Each company engineer shall pay MIT fees based on the use s/he makes of MIT.nano's facilities. Fab fees are published in the Machine Charge Chart. Fab fees will be billed monthly and will be due and payable within 45 days following the date of invoice.
External industry user fees will be equal to four times the then-current, standard, published fees charged to internal users for such use, until that engineer’s fees reach $12,500 (at internal rates), at which point all subsequent fab fees for that person will be equal to three times the internal rates. The initial 4x rate will be applied only once during the tenure of each engineer.
There are no membership fees for external industry users.
Application and Approval Process
To initiate the process to become a user, complete an inquiry form to let us know more about your project. An MIT.nano staff member will review and advise on whether the proposed project is technically feasible and whether the proposed user is qualified.
Upon acceptance, the process engineer must complete all MIT.nano safety and EHS requirements and be qualified individually on all necessary pieces of equipment by the technical staff. External industry projects, once accepted, share the same priority as other student-run research projects.
Citations and Reports
All reports and publications must include acknowledgement of the use of MIT.nano resources as follows: "This work was carried out in part through the use of MIT.nano's facilities."

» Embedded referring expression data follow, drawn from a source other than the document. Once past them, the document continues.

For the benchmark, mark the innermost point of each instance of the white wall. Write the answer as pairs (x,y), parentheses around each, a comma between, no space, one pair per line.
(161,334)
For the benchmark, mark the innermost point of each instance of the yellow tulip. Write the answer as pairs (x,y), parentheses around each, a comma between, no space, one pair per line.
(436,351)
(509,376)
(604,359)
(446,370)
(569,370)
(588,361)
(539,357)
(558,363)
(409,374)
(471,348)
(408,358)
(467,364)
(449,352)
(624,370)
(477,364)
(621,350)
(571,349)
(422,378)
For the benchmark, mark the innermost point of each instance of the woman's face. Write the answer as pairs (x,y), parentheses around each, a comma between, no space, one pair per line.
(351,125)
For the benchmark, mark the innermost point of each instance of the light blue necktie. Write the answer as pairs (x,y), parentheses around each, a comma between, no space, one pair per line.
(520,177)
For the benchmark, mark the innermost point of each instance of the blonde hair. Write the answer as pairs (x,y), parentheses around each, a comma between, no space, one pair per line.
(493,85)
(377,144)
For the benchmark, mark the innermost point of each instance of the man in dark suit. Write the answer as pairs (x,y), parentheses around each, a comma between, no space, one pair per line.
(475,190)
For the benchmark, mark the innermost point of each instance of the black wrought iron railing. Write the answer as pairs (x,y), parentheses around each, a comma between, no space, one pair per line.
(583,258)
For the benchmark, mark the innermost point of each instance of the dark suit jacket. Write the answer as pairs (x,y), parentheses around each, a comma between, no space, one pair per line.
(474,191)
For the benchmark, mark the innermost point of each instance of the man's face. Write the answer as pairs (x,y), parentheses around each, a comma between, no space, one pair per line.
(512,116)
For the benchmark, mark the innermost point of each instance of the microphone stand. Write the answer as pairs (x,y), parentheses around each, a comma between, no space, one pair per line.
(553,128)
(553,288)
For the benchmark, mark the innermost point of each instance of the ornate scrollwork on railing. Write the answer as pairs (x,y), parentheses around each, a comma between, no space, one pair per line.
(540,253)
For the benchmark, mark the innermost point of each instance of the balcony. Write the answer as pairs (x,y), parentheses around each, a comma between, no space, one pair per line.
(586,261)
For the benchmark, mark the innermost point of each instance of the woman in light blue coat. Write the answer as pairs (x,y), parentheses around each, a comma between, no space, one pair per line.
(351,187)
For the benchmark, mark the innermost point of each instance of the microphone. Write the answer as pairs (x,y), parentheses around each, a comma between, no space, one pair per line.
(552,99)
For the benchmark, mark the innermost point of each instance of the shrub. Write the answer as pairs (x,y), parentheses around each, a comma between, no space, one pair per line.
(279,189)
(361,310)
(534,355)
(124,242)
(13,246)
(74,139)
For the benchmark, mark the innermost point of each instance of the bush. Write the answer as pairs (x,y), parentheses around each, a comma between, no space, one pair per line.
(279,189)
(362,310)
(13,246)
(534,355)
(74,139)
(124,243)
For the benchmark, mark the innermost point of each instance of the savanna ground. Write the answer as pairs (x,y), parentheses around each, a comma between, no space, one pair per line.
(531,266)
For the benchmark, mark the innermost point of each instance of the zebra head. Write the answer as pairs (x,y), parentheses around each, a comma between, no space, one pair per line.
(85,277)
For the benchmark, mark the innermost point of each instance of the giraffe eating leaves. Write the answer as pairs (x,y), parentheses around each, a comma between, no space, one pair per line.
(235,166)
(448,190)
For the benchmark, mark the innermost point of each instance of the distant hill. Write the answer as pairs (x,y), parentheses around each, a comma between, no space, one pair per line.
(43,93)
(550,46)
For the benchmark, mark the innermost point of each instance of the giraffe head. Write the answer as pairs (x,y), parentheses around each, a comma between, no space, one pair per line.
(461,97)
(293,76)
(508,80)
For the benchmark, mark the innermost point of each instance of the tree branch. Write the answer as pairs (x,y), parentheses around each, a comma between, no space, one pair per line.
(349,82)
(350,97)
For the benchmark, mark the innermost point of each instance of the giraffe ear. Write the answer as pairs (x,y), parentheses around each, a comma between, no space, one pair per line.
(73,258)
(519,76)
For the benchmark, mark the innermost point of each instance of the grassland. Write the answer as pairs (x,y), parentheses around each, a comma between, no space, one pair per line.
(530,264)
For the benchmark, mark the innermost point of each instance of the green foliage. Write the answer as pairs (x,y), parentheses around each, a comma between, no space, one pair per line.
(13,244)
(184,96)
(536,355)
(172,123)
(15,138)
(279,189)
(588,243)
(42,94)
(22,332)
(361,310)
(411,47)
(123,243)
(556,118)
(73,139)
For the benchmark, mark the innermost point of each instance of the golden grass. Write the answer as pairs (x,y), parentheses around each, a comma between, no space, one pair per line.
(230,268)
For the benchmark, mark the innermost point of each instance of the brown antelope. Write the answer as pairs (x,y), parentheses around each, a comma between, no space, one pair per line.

While the primary purpose of allowing access to external industry users is not the generation of MIT-owned intellectual property, when MIT personnel make significant technical contributions to a non-MIT project, these contributions should be recognized. Accordingly, any personnel who participate directly in an approved project will be asked to execute an intellectual property agreement which asserts that MIT may have a right to shared ownership of those portions of the project to which significant intellectual contributions are made by MIT personnel.